Showcase Your Technical Skills: Since we’re looking for someone proficient in Python and data science libraries, make sure to mention any specific tools or frameworks you’ve worked with. Highlighting your practical experience with Large Language Models will definitely catch our eye!
Apply Through Our Website: We encourage you to apply directly through our website. It’s the best way for us to receive your application and ensures you’re considered for the role. Plus, it’s super easy to do!
How to prepare for a job interview at NatWest Group
✨Know Your Models Inside Out
Make sure you’re well-versed in the AI and machine learning models relevant to the role. Brush up on your understanding of model validation techniques and be ready to discuss specific examples from your past experience. This will show that you not only know the theory but can also apply it practically.
✨Showcase Your Coding Skills
Since proficiency in Python and data science libraries is crucial, prepare to demonstrate your coding skills during the interview. You might be asked to solve a problem or review some code, so practice common data science tasks and be ready to explain your thought process clearly.

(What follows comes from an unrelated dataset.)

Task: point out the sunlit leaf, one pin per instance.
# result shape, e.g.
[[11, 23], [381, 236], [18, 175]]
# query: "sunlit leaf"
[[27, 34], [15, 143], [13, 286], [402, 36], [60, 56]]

✨Communicate Clearly and Confidently
You’ll need to communicate findings and recommendations effectively, so practice explaining complex concepts in simple terms. Use examples to illustrate your points and ensure you can articulate how your work impacts model risk management and decision-making.
✨Stay Updated on Industry Trends
Research the latest developments in large language models and AI evaluation methods. Being able to discuss current trends and challenges in the field will demonstrate your passion and commitment to staying at the forefront of the industry, which is something they’ll value highly.